Nosso portfólio no Brasil ultrapassa atualmente mais de US$ 1 bilhão, dos quais aproximadamente US$ 140 milhões são provenientes de financiamento próprio. Já estamos trabalhando com vários estados e com o governo para tentar ver como será a nova pasta. O novo portfólio continuará muito focado no Nordeste, no Norte, na Amazônia e sempre nos pequenos produtores. É cedo para dizer quais serão os novos investimentos, mas claramente o Brasil será um dos países mais importantes do nosso portfólio.
Que projectos financiados pelo FIDA já estão em curso no país hoje?
Bom, nós temos uma série de projetos no Nordeste, no semiárido nordestino, especificamente. Estão relacionados com a adaptação climática, com as suas cadeias de valor. Começamos a nos envolver na Amazônia, na região da mata atlântica do Nordeste e também em Minas Gerais. Estas serão algumas das carteiras futuras importantes e carteiras atuais.
Quais são as expectativas em relação aos sinais dados pela Aliança Global contra a Fome e a Pobreza?

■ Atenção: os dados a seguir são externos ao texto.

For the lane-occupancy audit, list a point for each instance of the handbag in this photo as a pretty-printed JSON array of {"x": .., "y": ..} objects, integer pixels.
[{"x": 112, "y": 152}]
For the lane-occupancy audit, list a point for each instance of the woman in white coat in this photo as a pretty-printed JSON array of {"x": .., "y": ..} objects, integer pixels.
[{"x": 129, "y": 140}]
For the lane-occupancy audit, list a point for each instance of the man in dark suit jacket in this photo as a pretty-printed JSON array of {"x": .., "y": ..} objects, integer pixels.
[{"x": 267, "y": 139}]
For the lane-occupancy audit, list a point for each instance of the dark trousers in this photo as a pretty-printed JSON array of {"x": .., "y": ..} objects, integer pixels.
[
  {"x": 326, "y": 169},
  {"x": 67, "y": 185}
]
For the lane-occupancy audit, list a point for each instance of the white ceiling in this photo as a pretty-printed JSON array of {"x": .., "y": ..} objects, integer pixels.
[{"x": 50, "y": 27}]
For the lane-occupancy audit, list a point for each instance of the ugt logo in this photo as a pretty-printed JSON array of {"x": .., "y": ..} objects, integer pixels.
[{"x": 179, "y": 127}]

O Brasil demonstrou uma liderança e um compromisso muito fortes com o mundo, colocando esta Aliança Global no G20, que está sob a sua presidência. E, como disse, centra-se muito no combate às desigualdades e na promoção da inclusão social. É claro que muitas das políticas implementadas no Brasil, como o Bolsa Família, têm sido muito eficazes no combate às causas profundas da desigualdade e da pobreza. Iremos agora inspirar-nos nestas experiências e tentar também garantir que muitas das lições aprendidas noutras partes do mundo possam ser implementadas. Estruturaremos um novo secretariado e esperamos que, quando a Aliança for lançada em Novembro, tenhamos detalhes mais claros e específicos sobre como isto será implementado em todo o mundo. A Fida é obviamente um dos principais parceiros. Todos os nossos programas atendem a muitas das características dessas características, que são de propriedade local, implementados pelo governo, com foco nas comunidades mais vulneráveis e marginalizadas, mulheres rurais, jovens rurais e povos indígenas. Estas práticas também são do FIDA, é assim que os nossos programas estão sendo desenhados atualmente.
Numa altura com grande foco na crise climática, como pode a agricultura regenerativa ser uma das respostas à questão ambiental?

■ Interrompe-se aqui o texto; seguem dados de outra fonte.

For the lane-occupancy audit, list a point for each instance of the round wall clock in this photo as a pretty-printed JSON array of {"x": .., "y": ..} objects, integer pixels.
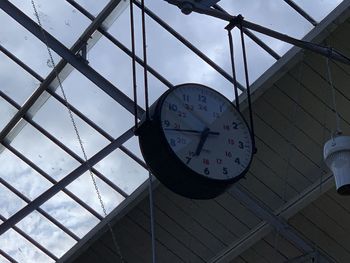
[{"x": 195, "y": 142}]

Muitos agricultores familiares lutam atualmente para liderar o seu próprio negócio e a sua própria produção. O que é importante é que qualquer uma das medidas e qualquer um dos programas relacionados com a forma como a agricultura regenerativa pode apoiar o planeta e as alterações climáticas também podem beneficiar os pequenos agricultores. Acreditamos que a agricultura regenerativa e a agroecologia são duas formas de tentar aliar a produção alimentar ao apoio e defesa da biodiversidade, apoiando a redução das emissões climáticas. Mas estes programas também precisam de se concentrar na forma como os pequenos agricultores rurais podem beneficiar deles. Por exemplo, em termos de financiamento climático global, apenas 0,8% desse montante vai realmente para estes pequenos agricultores.
Quais são os principais desafios dos produtores neste cenário, visto que muitos não têm capacidade de se preparar para eventos climáticos extremos?

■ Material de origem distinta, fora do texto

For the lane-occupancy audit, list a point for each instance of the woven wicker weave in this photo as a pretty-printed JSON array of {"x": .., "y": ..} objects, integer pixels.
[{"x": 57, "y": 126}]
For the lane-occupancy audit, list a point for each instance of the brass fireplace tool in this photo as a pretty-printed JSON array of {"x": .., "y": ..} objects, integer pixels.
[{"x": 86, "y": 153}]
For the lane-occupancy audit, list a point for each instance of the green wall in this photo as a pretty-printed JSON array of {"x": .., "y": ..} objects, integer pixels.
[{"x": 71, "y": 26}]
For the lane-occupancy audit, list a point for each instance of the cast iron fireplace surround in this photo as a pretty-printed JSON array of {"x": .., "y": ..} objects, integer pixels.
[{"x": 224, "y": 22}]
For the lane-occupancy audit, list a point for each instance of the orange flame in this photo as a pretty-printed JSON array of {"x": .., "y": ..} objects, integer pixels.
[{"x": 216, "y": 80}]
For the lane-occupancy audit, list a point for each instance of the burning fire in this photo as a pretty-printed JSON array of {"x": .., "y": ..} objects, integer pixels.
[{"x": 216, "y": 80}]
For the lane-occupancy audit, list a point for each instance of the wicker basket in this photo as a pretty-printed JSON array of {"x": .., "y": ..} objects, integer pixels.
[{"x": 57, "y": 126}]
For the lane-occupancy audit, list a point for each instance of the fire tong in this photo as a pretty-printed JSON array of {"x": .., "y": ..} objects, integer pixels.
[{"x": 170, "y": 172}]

Para nós, a adaptação é uma prioridade. Do nosso financiamento climático, 90% vai para a adaptação, e precisamos de aumentar os investimentos dos bancos públicos de desenvolvimento, do sector privado e de outros parceiros para acompanharmos o ritmo. Alguns exemplos destas soluções são culturas tolerantes à seca, sementes resistentes à seca, sistemas de irrigação que se concentram na gestão da água, sistemas de alerta precoce, gestão dos solos de uma forma que também os torne mais produtivos, diversificando as culturas. Penso que a infraestrutura é resistente às alterações climáticas, por isso temos muitas soluções. O importante é que os vejamos como investimentos que ajudarão muitos pequenos produtores a produzir melhor, o que também apoia o planeta.